In the servicers’ defense, Rao said, complying with the Home Affordable Modifiation Program has required more underwriting than the companies would normally do, potentially taking staff from the companies’ compliance departments. But he said he doubts the loan servicers are suffering financially. How much certain practices contribute to the companies’ bottom lines is less clear, he said. “The whole area just calls out for more research and empirical studies about what’s going on,” he said. “I think we’re going to see that in the next couple years.”

Rao said the best route for a homeowner is to send a qualified written request to the company in accordance with the Real Estate Settlement Procedures Act, overseen by the U.S. Department of Housing and Urban Development.

RESPA is one of a number of regulations that Joy Schmidt, a San Francisco area resident, is banking on in a class action lawsuit she intends to bring against ALS. The Truth in Lending Act is another. Schmidt’s case differs from the Oathouts’ in that she was not behind on her payments and wouldn’t have been, had ALS not, according to her, recommended it.

Facing an adjustable rate mortgage that was set to adjust, Schmidt said she requested a loan modification from ALS and was told that she wouldn’t qualify unless she was three months behind on her payments. “They tell you to go late, and on Day 91 they put you on notice of default,” she said.

Schmidt said she hadn’t missed a payment in the four years that she had owned her home and wouldn’t have had she not been advised to do so by ALS. The ensuing default forced her into what she describes as a “vicious cycle” of miscalculated payment plans, financials lost in the mail and late fees that ended in her taking a $5,400 “cash for keys” deal from a realtor to vacate her $400,000 home. During the process, she claims to have spoken with 186 different people at ALS. “Each one tells you your payments are going to be different,” she said.

Schmidt, who is now living with her sister, said a Web site she set up,, has attracted 40 people with “nearly identical stories” to hers, who are willing to be a part of a class action suit. Schmidt said she has three lawyers interested in the case.

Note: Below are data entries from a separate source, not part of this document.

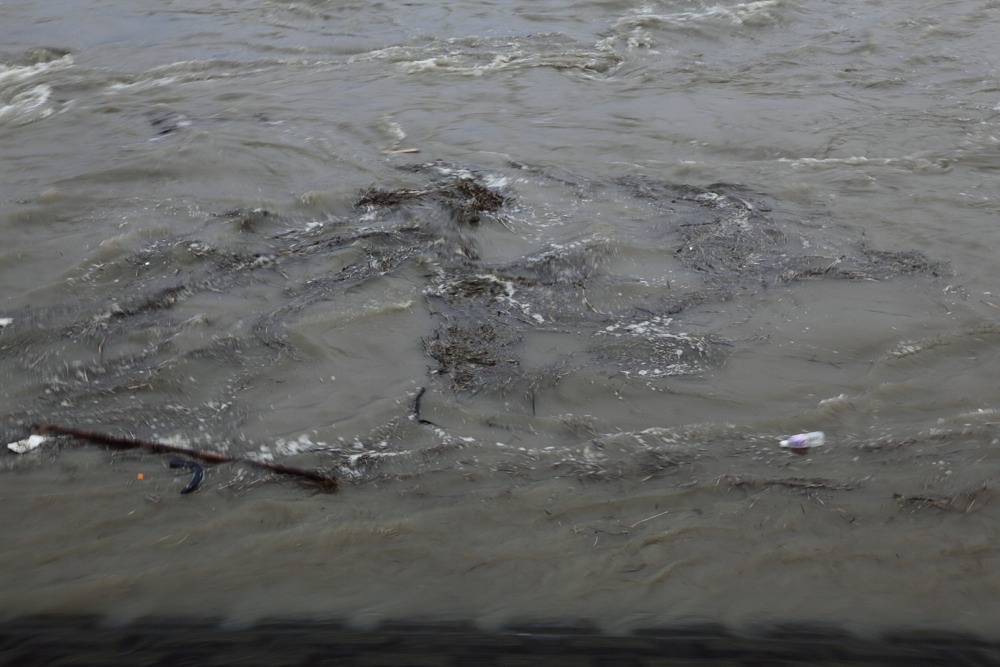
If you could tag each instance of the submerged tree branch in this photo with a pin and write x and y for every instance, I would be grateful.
(325, 480)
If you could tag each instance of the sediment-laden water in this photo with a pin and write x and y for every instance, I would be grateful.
(543, 286)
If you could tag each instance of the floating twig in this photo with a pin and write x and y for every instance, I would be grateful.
(416, 408)
(325, 480)
(195, 479)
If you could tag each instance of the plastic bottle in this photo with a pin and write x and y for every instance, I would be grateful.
(803, 441)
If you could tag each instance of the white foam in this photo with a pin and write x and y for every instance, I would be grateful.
(10, 75)
(27, 106)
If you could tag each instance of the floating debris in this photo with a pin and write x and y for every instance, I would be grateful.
(26, 445)
(195, 478)
(803, 442)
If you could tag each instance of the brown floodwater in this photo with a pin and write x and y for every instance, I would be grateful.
(543, 287)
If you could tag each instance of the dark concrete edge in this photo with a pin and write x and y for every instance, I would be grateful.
(84, 640)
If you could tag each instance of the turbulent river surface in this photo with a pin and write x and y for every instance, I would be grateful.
(543, 284)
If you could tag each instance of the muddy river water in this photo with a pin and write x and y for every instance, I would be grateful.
(542, 284)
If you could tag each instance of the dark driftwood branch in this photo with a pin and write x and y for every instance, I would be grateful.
(323, 479)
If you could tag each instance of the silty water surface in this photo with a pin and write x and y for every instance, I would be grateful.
(721, 223)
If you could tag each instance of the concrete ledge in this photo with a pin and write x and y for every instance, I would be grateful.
(86, 641)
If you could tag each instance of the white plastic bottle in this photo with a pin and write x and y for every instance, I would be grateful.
(804, 440)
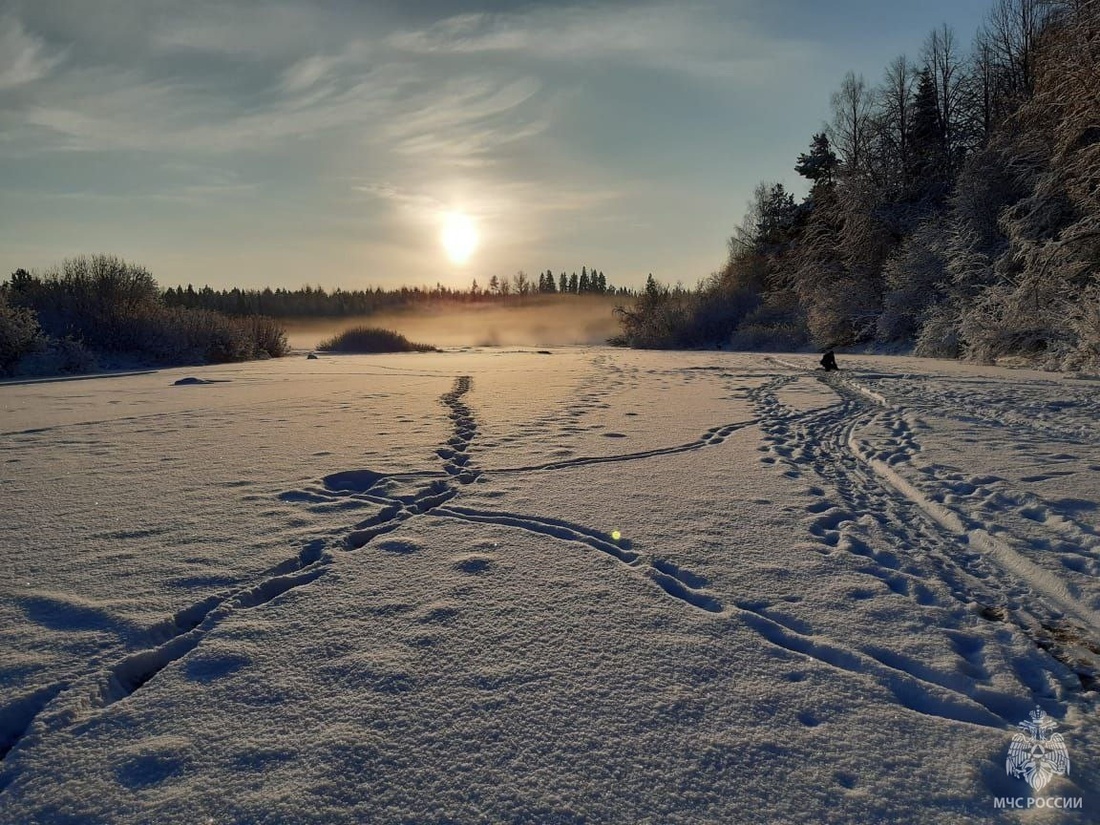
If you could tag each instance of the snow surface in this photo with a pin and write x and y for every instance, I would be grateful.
(593, 585)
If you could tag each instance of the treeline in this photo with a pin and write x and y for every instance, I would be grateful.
(101, 311)
(310, 301)
(954, 206)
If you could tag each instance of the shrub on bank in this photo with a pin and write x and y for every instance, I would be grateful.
(364, 340)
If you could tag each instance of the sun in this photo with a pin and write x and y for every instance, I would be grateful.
(459, 237)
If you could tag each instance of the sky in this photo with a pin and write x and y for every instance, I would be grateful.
(245, 143)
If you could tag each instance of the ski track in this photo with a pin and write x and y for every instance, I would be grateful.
(978, 567)
(824, 443)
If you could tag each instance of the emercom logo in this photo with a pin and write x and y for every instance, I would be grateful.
(1037, 755)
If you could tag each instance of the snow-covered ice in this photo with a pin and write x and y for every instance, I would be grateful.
(586, 586)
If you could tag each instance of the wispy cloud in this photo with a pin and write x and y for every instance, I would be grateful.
(682, 36)
(241, 30)
(23, 57)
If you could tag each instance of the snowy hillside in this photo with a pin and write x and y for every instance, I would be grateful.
(582, 586)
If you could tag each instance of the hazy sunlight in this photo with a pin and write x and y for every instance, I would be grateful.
(459, 237)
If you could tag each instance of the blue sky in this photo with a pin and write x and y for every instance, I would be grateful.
(248, 143)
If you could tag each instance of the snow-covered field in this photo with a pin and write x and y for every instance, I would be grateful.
(586, 586)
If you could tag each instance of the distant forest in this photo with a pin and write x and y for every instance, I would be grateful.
(310, 301)
(953, 206)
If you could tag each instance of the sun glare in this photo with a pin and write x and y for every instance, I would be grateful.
(459, 237)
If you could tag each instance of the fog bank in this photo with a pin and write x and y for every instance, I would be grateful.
(542, 321)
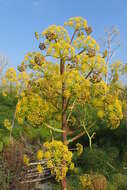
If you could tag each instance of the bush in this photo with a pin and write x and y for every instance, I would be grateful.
(120, 181)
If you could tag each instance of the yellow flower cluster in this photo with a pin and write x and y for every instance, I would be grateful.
(33, 109)
(114, 112)
(7, 124)
(11, 74)
(85, 180)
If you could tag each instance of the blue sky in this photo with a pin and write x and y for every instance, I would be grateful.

The Oathouts can’t afford a lawyer and have been unable to find one willing to take their case pro bono. Well-wishers have told them that if the case went to court, ALS wouldn’t have a leg to stand on. “But who wants it to get that far,” said Meghan Oathout.

The day before this article was printed, Meghan Oathout said she got a call from an ALS manager named Brian Cleary. She had spoken with Cleary two weeks earlier, and though he had promised to call her back, she doubted he would, and so had been calling him every day. According to Oathout, Cleary told her the account was in default because ALS miscalculated the previous repayment plan. Oathout was surprised by the admission of error. The advice from Cleary surprised her more. The Oathouts, he said, would have to enroll in a six-month payment plan, this one at $830 per month.

“I didn’t say I would do it or I wouldn’t,” she said.